Perhaps surprisingly, the component at the heart of a digital camera is analogue equipment. The sensor, which is made of a photosensitive material, stores light as tiny electrical charges. The camera processes this information by passing it through an analogue-to-digital converter and it is at this point that the digital camera actually lives up to its name.

The two most widely used sensors, the APS-C (DX) and Full Frame (FX) formats, are both used by the two big-hitters in the camera industry - Nikon and Canon.

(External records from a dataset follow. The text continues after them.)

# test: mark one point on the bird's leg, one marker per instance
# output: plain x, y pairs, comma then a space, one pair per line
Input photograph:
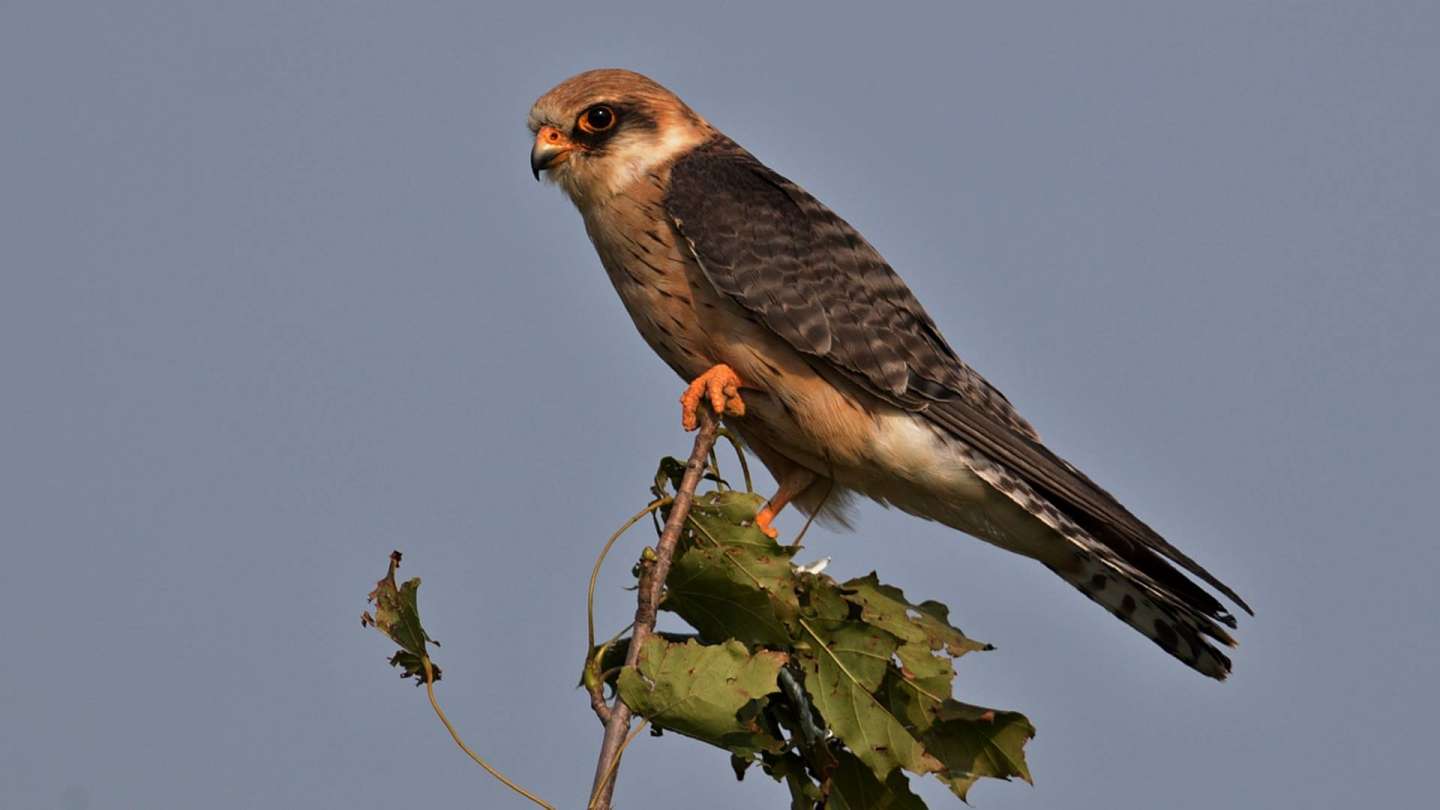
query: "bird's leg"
797, 480
722, 386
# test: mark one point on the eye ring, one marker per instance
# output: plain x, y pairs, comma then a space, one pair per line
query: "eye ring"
595, 120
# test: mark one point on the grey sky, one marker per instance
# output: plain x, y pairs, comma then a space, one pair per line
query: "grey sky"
278, 294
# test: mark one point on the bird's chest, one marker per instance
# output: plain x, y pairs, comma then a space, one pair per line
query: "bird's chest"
657, 283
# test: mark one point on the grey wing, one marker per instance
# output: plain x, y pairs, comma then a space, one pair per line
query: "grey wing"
811, 278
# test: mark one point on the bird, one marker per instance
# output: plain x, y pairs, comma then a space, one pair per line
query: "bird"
795, 330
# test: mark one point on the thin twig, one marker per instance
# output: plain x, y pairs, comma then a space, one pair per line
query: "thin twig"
651, 582
595, 572
609, 774
429, 692
739, 454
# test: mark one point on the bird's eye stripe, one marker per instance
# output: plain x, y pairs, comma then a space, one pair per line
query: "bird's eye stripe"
596, 120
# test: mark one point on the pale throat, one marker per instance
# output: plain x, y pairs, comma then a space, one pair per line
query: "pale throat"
630, 160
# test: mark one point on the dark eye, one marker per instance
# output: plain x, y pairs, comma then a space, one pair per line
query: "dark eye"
596, 120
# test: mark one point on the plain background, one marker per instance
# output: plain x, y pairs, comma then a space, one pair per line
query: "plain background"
278, 294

The smaller APS-C sensor, at 24mm x 16mm in size, is aimed primarily at the beginner and enthusiast markets whereas the larger FX sensors at 36mm x 24mm (approximately the same size as a frame of traditional camera film) are used in equipment aimed squarely at the professional photographer... With price tags to match! However, larger does not necessarily mean better. One advantage of using the APS-C sensor is that the crop factor of these smaller sensors results in a virtual increase in the focal length of the lens in use; for example, the 1.5 crop factor on my Nikon D300 increases the focal length of a 50mm lens to around that of a 75mm lens.

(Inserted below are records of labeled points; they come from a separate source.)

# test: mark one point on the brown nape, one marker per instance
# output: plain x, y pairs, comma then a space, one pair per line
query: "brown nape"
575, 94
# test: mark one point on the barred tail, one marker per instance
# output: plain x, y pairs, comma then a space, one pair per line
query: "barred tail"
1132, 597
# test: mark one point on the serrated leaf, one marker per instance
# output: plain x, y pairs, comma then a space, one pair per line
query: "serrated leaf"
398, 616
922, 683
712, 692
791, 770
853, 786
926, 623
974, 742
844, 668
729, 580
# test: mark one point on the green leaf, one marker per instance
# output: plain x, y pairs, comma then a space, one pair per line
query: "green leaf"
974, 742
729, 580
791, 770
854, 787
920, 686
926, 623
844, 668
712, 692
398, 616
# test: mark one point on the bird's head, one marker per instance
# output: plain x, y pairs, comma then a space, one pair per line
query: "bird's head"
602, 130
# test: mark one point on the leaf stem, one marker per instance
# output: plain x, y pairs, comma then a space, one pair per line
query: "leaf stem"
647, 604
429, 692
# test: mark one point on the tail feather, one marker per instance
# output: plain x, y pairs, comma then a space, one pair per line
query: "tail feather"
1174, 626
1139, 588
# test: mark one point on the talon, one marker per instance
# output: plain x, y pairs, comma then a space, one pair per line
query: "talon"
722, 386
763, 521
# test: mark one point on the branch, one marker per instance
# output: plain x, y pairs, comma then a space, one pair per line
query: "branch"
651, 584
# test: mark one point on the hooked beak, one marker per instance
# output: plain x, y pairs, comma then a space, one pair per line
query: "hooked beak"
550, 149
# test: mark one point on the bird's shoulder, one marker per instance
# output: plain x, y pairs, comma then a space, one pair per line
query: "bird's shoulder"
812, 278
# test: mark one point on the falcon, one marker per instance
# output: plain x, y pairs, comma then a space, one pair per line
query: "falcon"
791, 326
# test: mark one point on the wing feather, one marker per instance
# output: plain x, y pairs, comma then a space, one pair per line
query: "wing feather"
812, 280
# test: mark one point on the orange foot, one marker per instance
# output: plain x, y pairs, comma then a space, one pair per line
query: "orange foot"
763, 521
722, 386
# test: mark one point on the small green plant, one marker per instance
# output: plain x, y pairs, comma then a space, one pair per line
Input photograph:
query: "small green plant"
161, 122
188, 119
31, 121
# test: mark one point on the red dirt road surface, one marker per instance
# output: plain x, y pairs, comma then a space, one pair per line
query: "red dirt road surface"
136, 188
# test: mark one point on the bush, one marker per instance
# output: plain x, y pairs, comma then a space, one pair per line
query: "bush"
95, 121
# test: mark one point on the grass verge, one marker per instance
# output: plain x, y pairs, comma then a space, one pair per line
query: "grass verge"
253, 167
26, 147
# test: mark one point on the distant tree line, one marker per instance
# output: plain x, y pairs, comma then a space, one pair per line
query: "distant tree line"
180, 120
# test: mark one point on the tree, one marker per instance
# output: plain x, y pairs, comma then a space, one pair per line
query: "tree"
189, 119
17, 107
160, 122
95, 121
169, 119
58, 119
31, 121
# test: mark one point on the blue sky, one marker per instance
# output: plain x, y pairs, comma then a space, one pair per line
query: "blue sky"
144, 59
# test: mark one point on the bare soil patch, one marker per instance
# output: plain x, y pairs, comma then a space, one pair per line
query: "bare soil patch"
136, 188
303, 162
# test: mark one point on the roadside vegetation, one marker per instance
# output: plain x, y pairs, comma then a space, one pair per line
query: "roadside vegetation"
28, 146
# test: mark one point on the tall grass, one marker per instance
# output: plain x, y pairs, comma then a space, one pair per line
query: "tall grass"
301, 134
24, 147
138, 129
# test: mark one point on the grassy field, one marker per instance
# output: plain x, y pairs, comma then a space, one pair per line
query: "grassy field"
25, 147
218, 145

This gives me more reach, but does mean that a little more thought to framing the shot is required on my part. The third example of sensor, the 'Live MOS', is a low power sensor used in cameras manufactured by the Olympus, Panasonic and Leica brands designed to extend the camera's battery charge.
2. You're interested in taking detailed close-up pictures. Which keyword should you be on the lookout for when considering your next lens purchase?

Answer: Macro

A macro lens is defined as any lens that projects an image in the scale of 1:1 onto the sensor at its closest focusing range and which, at this distance, fills the entire frame; lower specification macro lenses that capture images at 1:2 on the sensor are also available. Alternatively, similar results can be achieved without the expense of purchasing a specialised macro lens. For comparatively little cost, the photographer can equip his or herself with a set of bellows or a series of extension tubes. These can be used in conjunction with a standard lens to extend the focal length; for example, an 85mm lens with a single 20mm extension tube will produce similar results to those of a 105mm macro lens. The resulting images will not be quite as fine but will be acceptable nevertheless. The lens that I use for macro photography in the picture is a 105mm f/2.8 manufactured by Sigma which, for what it cost, is probably one of the best macro lenses currently available.

Prime lenses are very high quality lenses of fixed focal length, usually in the range of 20mm to 50mm, and used primarily for portrait work. Fisheye lenses possess very short focal lengths in the range of 8mm to 14mm and use highly convex lens elements in order to achieve special photographic effects.
3. What term is given to the setting that ensures that your camera automatically corrects colour imbalances under varying light conditions?

Answer: White balance

Many cameras provide the photographer with a function that enables them to correct colour imbalances under various lighting conditions; this may be a manual control on the camera body or an option hidden away somewhere amongst a plethora of menus. The 'WB', or white balance control, is used to correct any colour cast which may be detected by the sensor but indiscernible to the human eye. Images taken under sodium lighting may possess a feint orange coloured cast and the function of the white balance control is to cancel this out. Shooting under fluorescent tube lighting may produce a bluish cast but this can also be corrected by using the white balance controls on the camera.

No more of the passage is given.